By Rosalind Sanders
Scientists at the American Institute of Physics are seeking to identify superior light-catching substances in order to better transform more of the sun's power into carbon-free electric power. And their learned labors are now bearing fruit that could change the way the world gets its energy forever: cheaper, faster and less harmfully to the environment.
A new study in Applied Physics Letters (published by the American Institute of Physics) describes how solar energy could potentially be collected by using oxide materials that have the element selenium. A team at the Lawrence Berkeley National Laboratory in Berkeley, California, inserted selenium in zinc oxide, a relatively low-priced component that could make more cost-efficient use of the sun's power.
The research team determined that even a relatively small level of selenium, just nine per-cent of the mostly zinc-oxide base, dramatically enhanced the material's performance in absorbing light.
The principal author of this analysis, Marie Mayer (a fourth-year College of California, Berkeley doctoral student) says that photo-electrochemical water splitting, that signifies employing energy from the sun to cleave water into hydrogen and oxygen gases, could potentially be the most revolutionary future application for her work. Using this reaction is key to the eventual creation of zero-emission hydrogen powered automobiles, which hypothetically will run only on water and sunlight.
The conversion effectiveness of a PV cell is the proportion of sunlight energy that the solar cell converts to electricity. This is very important when discussing Photovoltaic products, because boosting this efficiency is vital to making Pv electricity competitive with more standard sources of energy (e.g., fossil fuels).

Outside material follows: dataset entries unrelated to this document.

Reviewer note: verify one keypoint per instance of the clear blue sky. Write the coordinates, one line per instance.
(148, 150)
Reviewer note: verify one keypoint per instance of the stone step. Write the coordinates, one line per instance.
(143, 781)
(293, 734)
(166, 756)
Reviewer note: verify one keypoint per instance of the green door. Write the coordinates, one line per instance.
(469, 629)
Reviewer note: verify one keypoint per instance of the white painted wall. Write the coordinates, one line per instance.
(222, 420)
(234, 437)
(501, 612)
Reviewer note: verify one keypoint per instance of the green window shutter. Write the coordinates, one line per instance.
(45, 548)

For comparison, the very first Photovoltaic products converted about 1%-2% of sunlight power into electric energy. Today's Pv devices convert 7%-17% of light energy into electric power. Of course, the other side of the equation is the dollars it costs to make the PV devices. This has been reduced over the years as well. In fact, today's PV systems generate electricity at a fraction of the cost of first PV systems.

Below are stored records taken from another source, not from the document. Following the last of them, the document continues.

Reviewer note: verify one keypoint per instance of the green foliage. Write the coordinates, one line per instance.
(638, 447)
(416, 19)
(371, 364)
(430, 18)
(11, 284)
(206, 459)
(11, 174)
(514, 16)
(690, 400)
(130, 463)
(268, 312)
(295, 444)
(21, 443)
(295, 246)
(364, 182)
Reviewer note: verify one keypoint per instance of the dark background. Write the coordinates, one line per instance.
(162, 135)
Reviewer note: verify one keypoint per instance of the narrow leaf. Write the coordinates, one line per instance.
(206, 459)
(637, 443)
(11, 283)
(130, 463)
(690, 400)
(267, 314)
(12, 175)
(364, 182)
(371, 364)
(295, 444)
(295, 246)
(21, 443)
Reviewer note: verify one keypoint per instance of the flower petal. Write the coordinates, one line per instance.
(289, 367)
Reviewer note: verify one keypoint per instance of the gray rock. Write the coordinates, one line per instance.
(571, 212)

In the 1990s, when silicon cells were twice as thick, efficiencies were much smaller than today and lifetimes were reduced, it may well have cost more energy to produce a cell than it could generate in a lifetime. In the meantime, the technological know-how has progressed significantly, and the energy repayment time (defined as the recovery time required for generating the energy spent to produce the respective technical energy systems) of a modern photovoltaic module is normally from 1 to 4 years depending on the module type and location.
Normally, thin-film technologies - despite having comparatively low conversion efficiencies - obtain considerably shorter energy repayment times than standard systems (often < 1 year). With a normal lifetime of 20 to 30 years, this signifies that current solar cells are net energy producers, i.e. they generate significantly more energy over their lifetime than the energy expended in producing them.
Rosalind Sanders is the publisher of, and writes for, The Solar Panel Review, which focuses on helping homeowners reduce expenses with solar energy.